Dreams of a white Christmas seem rather sketchy this year, with our temperatures fluctuating between above freezing to well below freezing. Slick roads and foggy conditions seem to be the norm.

However, these conditions are prime for some winter protection chores that a thick layer of snow would not allow.

One task that could be easily taken care of is wrapping your young, thin-skinned bark trees or your fruit trees. There are two reasons to protect these trees; the first is from rodent or rabbit damage.

These pests will chew the tender bark at the base of the tree during the winter months as a source of food, causing damage to critical plant tissue. The tree's bark layers contain critical plant tissue that transport nutrients and water up and down the tree. If damage is done to these layers, the tree becomes girdled and most likely will die if it encircles the trunk.

Another reason to wrap or protect young, tender trees is from sunscald.

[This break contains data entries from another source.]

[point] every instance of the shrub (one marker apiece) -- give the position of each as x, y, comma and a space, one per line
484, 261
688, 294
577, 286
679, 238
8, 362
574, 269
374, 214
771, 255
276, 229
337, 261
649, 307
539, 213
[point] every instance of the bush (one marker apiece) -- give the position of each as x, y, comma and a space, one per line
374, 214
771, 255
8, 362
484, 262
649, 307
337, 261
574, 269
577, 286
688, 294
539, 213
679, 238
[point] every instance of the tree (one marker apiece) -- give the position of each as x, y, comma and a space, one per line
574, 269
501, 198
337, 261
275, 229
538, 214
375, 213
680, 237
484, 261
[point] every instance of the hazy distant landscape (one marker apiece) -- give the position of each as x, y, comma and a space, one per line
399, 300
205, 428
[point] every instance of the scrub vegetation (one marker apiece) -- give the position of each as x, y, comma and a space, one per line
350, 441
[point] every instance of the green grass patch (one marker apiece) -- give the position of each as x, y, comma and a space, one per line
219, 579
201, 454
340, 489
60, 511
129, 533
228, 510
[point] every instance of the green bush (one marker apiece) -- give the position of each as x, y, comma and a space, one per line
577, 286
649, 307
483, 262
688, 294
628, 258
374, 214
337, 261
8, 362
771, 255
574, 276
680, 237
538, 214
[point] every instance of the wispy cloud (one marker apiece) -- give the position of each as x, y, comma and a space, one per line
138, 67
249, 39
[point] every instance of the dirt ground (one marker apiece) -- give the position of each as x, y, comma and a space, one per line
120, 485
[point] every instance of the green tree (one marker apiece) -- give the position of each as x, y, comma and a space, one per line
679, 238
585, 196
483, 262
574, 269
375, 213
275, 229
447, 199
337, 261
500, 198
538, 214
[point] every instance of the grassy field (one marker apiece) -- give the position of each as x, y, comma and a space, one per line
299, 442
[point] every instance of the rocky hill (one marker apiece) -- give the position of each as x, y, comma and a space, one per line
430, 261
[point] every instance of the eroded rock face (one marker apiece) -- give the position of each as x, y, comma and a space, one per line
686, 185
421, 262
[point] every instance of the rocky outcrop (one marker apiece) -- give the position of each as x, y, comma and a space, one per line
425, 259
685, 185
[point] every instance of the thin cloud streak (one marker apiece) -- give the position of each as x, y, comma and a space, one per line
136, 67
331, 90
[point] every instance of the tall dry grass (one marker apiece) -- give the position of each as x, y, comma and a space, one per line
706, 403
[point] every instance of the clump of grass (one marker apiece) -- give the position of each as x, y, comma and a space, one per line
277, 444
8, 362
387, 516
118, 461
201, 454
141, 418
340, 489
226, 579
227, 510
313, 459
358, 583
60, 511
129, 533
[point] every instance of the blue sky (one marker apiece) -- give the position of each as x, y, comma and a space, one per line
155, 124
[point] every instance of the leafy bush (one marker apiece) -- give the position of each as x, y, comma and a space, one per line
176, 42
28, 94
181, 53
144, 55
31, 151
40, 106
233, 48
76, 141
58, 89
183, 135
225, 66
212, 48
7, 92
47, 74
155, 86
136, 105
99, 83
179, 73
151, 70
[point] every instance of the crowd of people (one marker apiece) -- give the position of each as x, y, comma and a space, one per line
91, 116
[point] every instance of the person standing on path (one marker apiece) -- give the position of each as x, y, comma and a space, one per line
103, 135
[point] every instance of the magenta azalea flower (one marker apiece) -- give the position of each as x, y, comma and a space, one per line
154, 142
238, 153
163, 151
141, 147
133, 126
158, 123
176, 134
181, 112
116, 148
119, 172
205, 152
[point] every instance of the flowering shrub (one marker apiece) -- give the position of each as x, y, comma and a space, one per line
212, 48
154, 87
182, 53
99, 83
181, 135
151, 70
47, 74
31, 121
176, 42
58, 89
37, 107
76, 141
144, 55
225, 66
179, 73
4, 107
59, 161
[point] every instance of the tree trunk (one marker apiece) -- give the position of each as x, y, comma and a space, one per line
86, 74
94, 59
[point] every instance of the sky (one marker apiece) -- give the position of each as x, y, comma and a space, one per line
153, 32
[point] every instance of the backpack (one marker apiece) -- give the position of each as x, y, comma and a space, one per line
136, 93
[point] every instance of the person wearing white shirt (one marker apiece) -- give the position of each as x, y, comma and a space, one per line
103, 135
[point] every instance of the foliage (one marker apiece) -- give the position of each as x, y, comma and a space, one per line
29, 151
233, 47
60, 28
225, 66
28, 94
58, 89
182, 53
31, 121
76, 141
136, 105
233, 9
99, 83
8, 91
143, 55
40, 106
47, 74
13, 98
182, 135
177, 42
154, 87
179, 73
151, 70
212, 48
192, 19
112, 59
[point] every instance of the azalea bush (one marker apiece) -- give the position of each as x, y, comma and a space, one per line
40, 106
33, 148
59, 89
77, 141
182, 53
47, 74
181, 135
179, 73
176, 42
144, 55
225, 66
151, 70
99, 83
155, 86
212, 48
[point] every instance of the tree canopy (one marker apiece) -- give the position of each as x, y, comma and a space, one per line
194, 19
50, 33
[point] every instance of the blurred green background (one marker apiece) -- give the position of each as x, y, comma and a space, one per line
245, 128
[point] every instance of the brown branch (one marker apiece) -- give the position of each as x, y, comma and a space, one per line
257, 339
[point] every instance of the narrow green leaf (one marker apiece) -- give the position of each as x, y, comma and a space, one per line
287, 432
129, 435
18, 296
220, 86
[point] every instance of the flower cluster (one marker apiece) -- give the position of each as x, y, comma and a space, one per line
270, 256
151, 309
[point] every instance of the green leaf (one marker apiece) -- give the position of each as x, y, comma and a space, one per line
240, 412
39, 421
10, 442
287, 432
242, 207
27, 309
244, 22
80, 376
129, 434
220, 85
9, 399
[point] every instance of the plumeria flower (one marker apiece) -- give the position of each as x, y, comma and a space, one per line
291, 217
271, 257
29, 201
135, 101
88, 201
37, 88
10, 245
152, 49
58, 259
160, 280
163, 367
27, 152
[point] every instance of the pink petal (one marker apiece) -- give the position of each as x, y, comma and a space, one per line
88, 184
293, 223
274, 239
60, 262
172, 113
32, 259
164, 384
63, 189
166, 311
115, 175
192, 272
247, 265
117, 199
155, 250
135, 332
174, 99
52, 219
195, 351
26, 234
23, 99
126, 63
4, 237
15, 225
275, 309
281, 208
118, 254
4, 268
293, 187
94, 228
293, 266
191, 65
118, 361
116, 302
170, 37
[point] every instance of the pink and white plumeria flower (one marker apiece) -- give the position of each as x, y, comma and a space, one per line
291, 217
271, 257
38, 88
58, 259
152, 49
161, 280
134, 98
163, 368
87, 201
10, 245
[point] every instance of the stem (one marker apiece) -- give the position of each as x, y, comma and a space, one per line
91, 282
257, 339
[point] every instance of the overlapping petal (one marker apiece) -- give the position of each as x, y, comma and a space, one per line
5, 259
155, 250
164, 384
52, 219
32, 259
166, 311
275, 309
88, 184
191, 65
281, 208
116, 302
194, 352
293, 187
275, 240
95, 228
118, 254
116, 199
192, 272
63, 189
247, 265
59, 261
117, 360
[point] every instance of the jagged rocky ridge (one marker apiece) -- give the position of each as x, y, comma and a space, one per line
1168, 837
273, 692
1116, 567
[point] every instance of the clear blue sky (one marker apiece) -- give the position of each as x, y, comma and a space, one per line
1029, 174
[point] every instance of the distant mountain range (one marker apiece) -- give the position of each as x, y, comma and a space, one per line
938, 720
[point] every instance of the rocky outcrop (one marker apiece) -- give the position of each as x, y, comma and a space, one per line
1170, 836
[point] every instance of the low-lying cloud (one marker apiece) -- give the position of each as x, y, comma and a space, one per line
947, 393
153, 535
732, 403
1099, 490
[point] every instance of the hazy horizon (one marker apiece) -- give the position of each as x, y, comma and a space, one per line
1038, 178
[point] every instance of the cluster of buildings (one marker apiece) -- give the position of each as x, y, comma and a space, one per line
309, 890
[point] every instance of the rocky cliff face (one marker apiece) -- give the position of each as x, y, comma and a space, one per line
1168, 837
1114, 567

Sunscald damage often appears as elongated, sunken, dried or cracked areas of dead bark. This damage is most common on the south or southwest side of the trunk. Sunscald is caused on cold winter days when the sun heats up the bark to the point that the cambium layer is stimulated and activity occurs. Once the temperature drops quickly due to the sun setting, or even cloud cover, the cambium tissue that became active is suddenly killed.

Tree species most susceptible to sunscald include: cherry, crabapple, honey locust, linden, maple, mountain ash and plum. As the tree ages, the bark becomes more thick and sunscald is not as likely to occur, but young trees should be protected.

To protect your trees from either rodent or rabbit damage or sunscald, simply wrap the trunk with a commercial tree wrap, or slip on a plastic tree guard. Other one-quarter inch or smaller metal mesh material can be placed around the trunk of the tree to protect from rodents or rabbits. When protecting against rodents and rabbits, the material should be placed from the base of the trunk to 18 to 24 inches up the trunk; even higher when snow levels exceed this.

For sunscald, any other light-colored material can be used to protect a tree's trunk. This helps reflect the sunlight and keep the bark at a more consistent temperature.

Regardless of what material you use, be sure to remove it come spring and reapply again next fall. Leaving the material on all year can cause other types of damage during the growing season.

Evergreens also need protection in the winter months to help protect against winter-burn. Evergreen shrubs that are low growing should simply be covered with snow or mulch. Caution that putting mulch on these low-growing evergreens can be challenging to clean out come spring.

For taller evergreens, wrapping with burlap can help reduce the chances of winter-burn as well as damage from heavy snows. However, if evergreens did not have sufficient moisture throughout the growing season and moisture stored for the winter, the needles may still desiccate, turn brown and die.

So take advantage of the lack of snow and take care of any unfinished tree and shrub protection chores you may not have had time to finish a few months ago. The long-term health of your plants may depend on this winter protection.